Read through Hebrews One Verse at a Time in 2023 with AI Help

Tuesday, December 27th, 2022

The 2023 Daily Cross Reference Bible Reading Plan (also an RSS feed) walks you through the 303 verses in the book of Hebrews one day at a time, six days a week, with a review every Saturday. It includes up to twelve of the most-popular cross references for each verse, as well as an AI-generated summary of how each cross reference relates to the main verse. Each day also contains an AI-written introduction and a concluding prayer that tie together the themes between the main verse and its cross references.

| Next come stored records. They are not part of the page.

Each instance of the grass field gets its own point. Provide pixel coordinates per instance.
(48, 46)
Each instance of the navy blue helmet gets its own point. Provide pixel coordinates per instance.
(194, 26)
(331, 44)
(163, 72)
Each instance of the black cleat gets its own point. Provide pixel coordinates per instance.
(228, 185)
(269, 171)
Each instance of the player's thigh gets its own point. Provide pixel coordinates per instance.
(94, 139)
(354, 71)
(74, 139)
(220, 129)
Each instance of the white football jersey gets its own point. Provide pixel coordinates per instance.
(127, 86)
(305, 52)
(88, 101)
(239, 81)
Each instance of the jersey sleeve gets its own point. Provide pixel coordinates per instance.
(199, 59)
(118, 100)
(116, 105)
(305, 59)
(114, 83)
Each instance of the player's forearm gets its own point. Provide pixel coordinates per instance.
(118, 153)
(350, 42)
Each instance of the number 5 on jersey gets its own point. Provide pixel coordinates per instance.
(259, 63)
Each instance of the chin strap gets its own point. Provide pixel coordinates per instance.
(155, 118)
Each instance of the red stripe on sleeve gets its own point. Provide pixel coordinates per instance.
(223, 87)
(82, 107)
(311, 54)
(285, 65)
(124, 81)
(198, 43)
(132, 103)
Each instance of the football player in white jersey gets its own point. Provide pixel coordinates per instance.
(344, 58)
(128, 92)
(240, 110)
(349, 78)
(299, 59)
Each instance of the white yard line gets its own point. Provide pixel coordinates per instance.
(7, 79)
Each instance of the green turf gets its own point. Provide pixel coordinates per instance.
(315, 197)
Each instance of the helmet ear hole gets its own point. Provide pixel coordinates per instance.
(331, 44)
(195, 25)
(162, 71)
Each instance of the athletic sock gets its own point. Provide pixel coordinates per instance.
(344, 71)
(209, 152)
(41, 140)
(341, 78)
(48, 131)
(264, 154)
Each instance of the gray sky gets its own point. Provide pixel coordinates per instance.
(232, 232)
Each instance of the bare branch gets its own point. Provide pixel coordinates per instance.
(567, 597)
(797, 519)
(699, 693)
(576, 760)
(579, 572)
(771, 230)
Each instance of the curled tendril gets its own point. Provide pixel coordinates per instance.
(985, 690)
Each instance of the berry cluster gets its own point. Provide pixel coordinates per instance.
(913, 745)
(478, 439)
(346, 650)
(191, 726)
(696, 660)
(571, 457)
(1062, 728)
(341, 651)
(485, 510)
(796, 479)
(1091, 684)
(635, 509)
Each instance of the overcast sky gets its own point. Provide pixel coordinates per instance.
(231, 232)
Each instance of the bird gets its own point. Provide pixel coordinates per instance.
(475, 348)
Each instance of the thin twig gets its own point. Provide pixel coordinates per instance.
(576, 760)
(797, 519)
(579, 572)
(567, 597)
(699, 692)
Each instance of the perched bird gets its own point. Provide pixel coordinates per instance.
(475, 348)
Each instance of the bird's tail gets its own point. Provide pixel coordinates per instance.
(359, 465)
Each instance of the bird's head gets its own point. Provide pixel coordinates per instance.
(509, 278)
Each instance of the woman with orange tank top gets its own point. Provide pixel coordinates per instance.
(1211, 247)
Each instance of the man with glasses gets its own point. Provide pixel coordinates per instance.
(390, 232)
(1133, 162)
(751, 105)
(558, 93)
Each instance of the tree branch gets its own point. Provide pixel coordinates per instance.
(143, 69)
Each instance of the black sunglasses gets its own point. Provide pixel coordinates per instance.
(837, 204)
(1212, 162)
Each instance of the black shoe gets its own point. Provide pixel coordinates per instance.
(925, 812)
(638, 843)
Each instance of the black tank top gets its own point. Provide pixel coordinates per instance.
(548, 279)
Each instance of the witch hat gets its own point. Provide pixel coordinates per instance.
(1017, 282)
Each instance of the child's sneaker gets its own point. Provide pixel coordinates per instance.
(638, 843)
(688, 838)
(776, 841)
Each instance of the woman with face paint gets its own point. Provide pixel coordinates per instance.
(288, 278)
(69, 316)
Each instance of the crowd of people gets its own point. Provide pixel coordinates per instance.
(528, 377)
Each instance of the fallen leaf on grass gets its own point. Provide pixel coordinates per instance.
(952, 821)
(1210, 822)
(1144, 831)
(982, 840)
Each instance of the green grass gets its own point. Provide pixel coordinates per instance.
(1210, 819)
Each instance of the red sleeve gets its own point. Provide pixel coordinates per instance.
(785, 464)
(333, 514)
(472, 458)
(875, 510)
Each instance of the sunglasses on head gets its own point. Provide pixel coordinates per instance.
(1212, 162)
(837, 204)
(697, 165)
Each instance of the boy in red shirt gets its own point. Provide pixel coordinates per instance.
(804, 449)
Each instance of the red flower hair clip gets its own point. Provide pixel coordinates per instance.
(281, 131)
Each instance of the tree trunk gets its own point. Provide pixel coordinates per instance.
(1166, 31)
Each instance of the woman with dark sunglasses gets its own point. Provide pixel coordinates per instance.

For example, one of the explanations for January 1 connects Hebrews 1:1 and Genesis 3:15 like this:

Both passages refer to God’s plan of salvation. Hebrews 1:1 refers to God’s promise of redemption through the prophets, while Genesis 3:15 refers to the promise of a Redeemer who would come to defeat Satan and restore humanity.

The quality of the content generated by the AI (GPT-3) feels generally comparable to the typical evangelical devotional; I review the generated content by hand before posting it.

In 2016, I proposed a digital-first Bible reading plan that goes through the Gospels in a year, including all the cross references for each verse. This reading plan is an implementation of this idea with an AI twist and exposes you to 2,295 different verses, or around 7% of the whole Bible.

If you’re looking for a full-year, brisk reading plan for 2023 that you haven’t done before, you might give the Daily Cross Reference Bible Reading Plan a try. You can bookmark that page, which will update itself every day, or subscribe to the RSS feed. To get a sense of what the content is like before committing, between now and January 1, the reading plan features some seasonally appropriate verses chosen by ChatGPT.

The four kinds of one-year Bible reading plans

Thursday, December 29th, 2016

Bible.com currently has 91 yearlong reading plans. By graphing these plans with time on the x-axis (January on the left, December on the right) and verse on the y-axis (Genesis at the bottom, Revelation at the top), we can divide them into four categories, labeled below:

An 8x12 grid of 91 reading plans.

First are continuous plans, which proceed in a sequential pattern through the Bible. They’re at the top of the above chart, characterized visually by strong lines proceeding from the lower left (January / Genesis) to the upper right (December / Revelation). They tend to cover substantial portions of the Bible, usually either the whole Bible or the complete New Testament. They generally ask you to read four or fewer distinct passages per day, with each passage about a chapter long.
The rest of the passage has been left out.